Let’s return to the sample space $S$ representing the population of the planet Earth:

Let’s talk about the ‘annual income’ variable (or feature). We might conceptualize it as a “machine” into which we feed individuals from the population, and then the machine spits out their annual income:

I’ve given this machine the name $I$, to stand for Income. We might also be interested in the ‘age’ variable; this leads us to consider another “machine,” this time named $A$:

The obsession that mathematicians have with “machines” is because they are concrete and easily understandable metaphors for the more formal notion of a mathematical function. Above, the “machines” $I$ and $A$ are simply objects that have inputs and outputs—indeed, both have inputs consisting of people, and the outputs are numbers. But this is exactly what a formal mathematical function is—it’s an object that has inputs and outputs! So, our “machines” above are really none other than functions, in the precise, mathematical sense.

To drive this point home, we might even use functional notation:

This way of writing things is modelled after the familiar functional notation used in other parts of mathematics:

Our functions $I$ and $A$ may both be written as

\[I:S \to \mathbb{R} \quad \text{and} \quad A: S \to \mathbb{R}.\]

This means that the domain of both $I$ and $A$ is the population $S$, while the outputs lie in the set $\mathbb{R}$ of real numbers.

So, does this mean that a random variable is secretly just a function? Yup! Here’s the definition:

Definition 4.1

Let $S$ be a probability space. A random variable on $S$ is a function $X:S \to \mathbb{R}$.

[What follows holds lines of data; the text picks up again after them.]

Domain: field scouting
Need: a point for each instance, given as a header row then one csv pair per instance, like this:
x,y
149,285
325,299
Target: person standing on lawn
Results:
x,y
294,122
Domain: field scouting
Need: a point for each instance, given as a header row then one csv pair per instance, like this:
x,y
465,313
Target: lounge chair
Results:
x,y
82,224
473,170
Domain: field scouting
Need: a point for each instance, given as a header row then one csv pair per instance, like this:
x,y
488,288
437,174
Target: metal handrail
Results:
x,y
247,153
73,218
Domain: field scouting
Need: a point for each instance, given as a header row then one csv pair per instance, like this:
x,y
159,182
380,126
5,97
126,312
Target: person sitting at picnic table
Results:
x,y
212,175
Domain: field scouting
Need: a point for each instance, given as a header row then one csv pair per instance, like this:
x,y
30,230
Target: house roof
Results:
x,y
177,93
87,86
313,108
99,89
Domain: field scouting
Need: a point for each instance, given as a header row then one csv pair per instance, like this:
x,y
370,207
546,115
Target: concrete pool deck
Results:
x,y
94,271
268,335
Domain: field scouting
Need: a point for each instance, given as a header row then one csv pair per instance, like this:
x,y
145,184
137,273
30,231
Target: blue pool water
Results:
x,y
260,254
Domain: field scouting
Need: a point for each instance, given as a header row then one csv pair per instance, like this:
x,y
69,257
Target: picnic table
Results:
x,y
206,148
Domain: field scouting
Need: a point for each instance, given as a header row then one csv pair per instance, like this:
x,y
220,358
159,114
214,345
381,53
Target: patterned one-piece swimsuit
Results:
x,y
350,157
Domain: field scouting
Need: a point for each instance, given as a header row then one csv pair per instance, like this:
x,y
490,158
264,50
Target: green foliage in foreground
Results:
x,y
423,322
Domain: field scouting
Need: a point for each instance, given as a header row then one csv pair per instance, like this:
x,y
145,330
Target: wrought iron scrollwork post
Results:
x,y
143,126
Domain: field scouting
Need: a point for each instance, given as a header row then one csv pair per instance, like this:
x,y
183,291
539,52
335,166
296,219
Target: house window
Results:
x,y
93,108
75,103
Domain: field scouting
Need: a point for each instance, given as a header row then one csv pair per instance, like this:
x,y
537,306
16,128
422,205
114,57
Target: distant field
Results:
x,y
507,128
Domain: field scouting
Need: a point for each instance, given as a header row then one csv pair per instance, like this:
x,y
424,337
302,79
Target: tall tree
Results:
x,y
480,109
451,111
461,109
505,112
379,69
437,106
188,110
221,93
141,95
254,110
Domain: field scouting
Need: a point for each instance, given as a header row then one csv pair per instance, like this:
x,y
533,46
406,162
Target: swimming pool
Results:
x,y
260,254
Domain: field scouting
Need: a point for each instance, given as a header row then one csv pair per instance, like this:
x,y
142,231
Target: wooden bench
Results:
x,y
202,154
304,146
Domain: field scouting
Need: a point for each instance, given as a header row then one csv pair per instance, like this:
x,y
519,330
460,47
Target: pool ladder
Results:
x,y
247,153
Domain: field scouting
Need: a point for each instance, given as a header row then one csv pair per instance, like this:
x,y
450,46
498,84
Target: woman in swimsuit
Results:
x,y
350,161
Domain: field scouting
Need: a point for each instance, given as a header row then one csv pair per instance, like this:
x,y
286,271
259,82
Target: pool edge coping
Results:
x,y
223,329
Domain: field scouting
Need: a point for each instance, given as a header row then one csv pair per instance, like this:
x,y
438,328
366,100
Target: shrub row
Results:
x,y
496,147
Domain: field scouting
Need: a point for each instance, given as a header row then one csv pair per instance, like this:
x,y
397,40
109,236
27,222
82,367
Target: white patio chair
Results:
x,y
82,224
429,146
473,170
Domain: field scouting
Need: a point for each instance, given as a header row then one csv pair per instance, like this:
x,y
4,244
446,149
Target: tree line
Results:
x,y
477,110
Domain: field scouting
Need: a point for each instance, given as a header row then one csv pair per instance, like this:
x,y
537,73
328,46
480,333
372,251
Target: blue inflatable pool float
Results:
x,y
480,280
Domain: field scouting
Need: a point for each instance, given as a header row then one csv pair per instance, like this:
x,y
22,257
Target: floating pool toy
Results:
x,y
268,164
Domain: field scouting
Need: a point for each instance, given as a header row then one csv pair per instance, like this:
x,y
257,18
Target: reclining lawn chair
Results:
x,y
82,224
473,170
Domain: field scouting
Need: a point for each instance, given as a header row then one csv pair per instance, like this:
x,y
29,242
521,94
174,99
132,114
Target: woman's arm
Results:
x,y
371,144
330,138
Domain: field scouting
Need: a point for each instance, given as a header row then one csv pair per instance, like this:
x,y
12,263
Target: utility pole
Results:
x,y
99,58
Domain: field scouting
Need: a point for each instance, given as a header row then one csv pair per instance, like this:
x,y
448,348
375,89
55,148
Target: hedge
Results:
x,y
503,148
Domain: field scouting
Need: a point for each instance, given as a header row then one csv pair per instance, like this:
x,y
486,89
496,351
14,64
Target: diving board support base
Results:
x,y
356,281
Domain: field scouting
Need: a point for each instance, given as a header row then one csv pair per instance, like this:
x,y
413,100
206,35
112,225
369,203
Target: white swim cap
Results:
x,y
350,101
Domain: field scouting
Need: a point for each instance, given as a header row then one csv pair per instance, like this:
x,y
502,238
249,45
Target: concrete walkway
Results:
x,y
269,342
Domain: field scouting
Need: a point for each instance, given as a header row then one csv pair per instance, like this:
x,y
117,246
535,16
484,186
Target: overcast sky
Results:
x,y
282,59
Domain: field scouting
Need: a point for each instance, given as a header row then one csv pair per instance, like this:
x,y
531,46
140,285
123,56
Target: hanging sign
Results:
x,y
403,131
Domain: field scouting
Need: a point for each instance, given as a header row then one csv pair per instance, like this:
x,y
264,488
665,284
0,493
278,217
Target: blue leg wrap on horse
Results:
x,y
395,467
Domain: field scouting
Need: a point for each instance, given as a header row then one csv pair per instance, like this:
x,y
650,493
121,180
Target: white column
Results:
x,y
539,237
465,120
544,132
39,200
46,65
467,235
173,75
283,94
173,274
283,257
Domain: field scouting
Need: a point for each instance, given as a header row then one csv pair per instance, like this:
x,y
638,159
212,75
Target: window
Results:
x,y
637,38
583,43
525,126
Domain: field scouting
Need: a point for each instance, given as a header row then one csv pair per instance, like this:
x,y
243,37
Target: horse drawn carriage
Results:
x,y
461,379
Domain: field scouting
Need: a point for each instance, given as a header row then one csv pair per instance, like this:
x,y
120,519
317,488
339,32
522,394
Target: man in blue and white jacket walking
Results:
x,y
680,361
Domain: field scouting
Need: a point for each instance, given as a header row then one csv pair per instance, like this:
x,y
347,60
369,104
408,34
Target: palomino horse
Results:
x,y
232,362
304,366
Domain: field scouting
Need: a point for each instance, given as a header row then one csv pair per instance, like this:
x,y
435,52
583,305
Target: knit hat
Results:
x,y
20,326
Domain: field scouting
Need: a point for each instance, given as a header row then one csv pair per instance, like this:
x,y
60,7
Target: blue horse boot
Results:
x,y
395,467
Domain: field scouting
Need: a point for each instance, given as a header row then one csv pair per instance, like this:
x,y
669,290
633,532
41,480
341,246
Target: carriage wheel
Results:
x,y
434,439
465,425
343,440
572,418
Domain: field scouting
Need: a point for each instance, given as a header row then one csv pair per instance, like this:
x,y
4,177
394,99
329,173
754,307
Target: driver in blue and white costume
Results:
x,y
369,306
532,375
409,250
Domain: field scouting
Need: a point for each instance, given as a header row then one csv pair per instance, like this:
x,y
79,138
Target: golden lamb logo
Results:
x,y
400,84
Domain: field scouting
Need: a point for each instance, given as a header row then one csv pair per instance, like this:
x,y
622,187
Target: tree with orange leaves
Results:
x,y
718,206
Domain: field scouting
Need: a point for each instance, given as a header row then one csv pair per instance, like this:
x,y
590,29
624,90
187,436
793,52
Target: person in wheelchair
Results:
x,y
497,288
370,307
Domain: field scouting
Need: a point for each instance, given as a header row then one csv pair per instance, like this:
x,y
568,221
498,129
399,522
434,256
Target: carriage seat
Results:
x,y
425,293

Therefore, a random variable on a sample space is nothing but a function that takes sample points as inputs, and spits out real numbers. That’s it!

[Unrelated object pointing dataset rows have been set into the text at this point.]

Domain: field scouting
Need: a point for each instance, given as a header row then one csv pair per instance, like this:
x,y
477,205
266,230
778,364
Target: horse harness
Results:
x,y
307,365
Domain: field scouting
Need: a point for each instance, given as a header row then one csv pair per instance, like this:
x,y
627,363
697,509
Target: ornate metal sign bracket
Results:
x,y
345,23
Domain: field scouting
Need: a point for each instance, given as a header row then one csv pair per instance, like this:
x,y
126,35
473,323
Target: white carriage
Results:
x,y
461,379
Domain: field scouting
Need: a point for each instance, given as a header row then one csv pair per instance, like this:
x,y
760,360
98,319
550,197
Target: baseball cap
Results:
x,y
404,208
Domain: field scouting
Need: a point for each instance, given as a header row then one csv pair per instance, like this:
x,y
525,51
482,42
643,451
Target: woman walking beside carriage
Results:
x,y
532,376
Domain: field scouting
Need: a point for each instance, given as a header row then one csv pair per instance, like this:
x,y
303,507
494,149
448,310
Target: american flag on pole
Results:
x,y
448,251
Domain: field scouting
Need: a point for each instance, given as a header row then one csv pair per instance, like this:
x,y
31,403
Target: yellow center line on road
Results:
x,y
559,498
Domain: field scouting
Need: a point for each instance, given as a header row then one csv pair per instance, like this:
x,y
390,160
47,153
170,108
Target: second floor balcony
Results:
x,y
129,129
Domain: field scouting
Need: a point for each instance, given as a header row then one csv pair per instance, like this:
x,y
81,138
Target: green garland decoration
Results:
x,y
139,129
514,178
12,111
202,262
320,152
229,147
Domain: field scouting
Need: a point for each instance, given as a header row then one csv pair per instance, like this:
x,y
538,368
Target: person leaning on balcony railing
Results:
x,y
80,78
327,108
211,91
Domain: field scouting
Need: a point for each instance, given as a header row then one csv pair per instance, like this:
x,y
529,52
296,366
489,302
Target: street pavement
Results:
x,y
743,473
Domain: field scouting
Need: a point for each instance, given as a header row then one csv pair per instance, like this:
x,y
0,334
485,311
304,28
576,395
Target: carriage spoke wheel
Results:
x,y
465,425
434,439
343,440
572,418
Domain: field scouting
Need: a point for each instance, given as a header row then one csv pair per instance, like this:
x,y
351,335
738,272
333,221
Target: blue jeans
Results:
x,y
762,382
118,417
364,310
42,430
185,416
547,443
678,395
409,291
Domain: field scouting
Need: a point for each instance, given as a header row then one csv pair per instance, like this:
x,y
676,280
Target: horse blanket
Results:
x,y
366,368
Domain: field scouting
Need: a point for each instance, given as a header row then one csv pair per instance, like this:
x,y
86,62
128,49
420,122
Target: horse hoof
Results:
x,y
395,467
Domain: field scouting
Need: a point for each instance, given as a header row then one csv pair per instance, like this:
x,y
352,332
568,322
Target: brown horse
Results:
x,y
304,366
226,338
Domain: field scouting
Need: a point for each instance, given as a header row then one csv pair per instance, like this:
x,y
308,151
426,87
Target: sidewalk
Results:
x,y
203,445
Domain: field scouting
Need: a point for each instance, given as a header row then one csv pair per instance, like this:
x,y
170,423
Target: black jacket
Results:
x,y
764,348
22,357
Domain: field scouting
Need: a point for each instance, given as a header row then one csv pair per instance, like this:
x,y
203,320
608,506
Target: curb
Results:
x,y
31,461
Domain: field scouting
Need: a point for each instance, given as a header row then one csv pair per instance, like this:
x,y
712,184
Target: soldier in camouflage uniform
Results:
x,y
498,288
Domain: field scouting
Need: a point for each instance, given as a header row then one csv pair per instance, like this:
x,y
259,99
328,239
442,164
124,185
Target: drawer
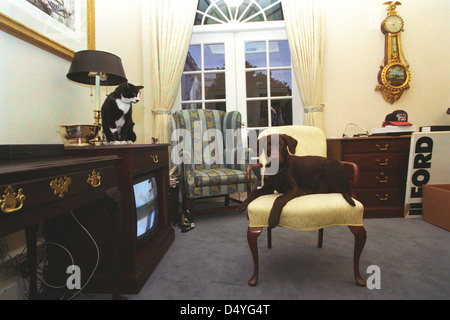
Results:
x,y
379,161
375,145
380,197
39,192
382,178
148,159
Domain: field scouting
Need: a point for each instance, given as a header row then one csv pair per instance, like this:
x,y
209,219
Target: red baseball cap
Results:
x,y
397,118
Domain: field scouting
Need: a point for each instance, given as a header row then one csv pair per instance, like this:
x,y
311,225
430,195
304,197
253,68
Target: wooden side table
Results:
x,y
383,165
38,190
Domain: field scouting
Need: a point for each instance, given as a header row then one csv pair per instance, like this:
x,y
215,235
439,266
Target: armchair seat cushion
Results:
x,y
307,213
218,176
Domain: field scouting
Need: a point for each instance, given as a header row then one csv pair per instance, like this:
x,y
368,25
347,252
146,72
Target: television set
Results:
x,y
145,191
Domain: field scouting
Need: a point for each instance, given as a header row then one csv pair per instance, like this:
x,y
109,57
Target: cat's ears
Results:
x,y
137,87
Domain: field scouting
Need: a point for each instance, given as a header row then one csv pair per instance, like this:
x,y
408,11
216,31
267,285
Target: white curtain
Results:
x,y
305,26
171,24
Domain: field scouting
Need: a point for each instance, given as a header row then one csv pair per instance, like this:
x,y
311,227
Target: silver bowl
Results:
x,y
79,135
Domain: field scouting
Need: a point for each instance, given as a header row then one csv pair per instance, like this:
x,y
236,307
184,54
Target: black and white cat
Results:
x,y
117,119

Before we do some practice problems with random variables, let me add a few quick remarks:

It is traditional in probability theory to use capital letters toward the end of the alphabet to name generic random variables, like $X$, $Y$, and $Z$, instead of the more familiar lower case letters like $f$, $g$, and $h$. $X$.
If a capital letter is used to represent a random variable itself, then the lowercase version of the same letter is often used to represent the generic output of a random variable. So, the functional notation template $f(x)=y$ that you are familiar with from calculus becomes

\[X(s) = x \quad \text{or} \quad Y(s) = y \quad \text{or} \quad Z(s) = z\]

in probability theory.
With all this being said, this ‘capital letter $=$ random variable’ convention is not always strictly followed, especially if you read other textbooks, research papers, etc. Frankly, struggling through an author’s choice for statistical and probabilistic notation can sometimes be quite a nightmare.

Now:

Problem Prompt

Let’s get some practice with random variables! Do problems 1-4 on the worksheet.

4.2. Probability measures of random variables#

We know that a random variable on a probability space $S$ is simply a real-valued function

\[X:S \to \mathbb{R}.\]

Since $S$ is a probability space, it comes equipped with a probability measure $P$, an object which measures the probabilities of events $A \subset S$. However, the random variable $X$ “transports” the probability measure $P$ to a second probability measure that I will denote $P_X$ (since it depends on $Y$) which measures probabilities of events $A\subset \mathbb{R}$. Here’s a figure to help you remember where each of these probability measures live:

It is best to introduce these concepts by way of example. So, let’s return to our example of the ‘annual income’ variable $I$ from the previous section. But because I want you to get used to seeing $X$ for the name of a random variable, let’s rename $I$ to $X$:

\[I:S \to \mathbb{R} \quad \xrightarrow{\text{rename}} \quad X:S \to \mathbb{R}.\]

And remember, the sample space $S$ is the current population of the planet Earth.

Now, for (extreme!) simplicity, let’s suppose that there are only four possible annual incomes in the entire population:

\[\text{range of $X$} = \{35, 40, 45, 50\}.\]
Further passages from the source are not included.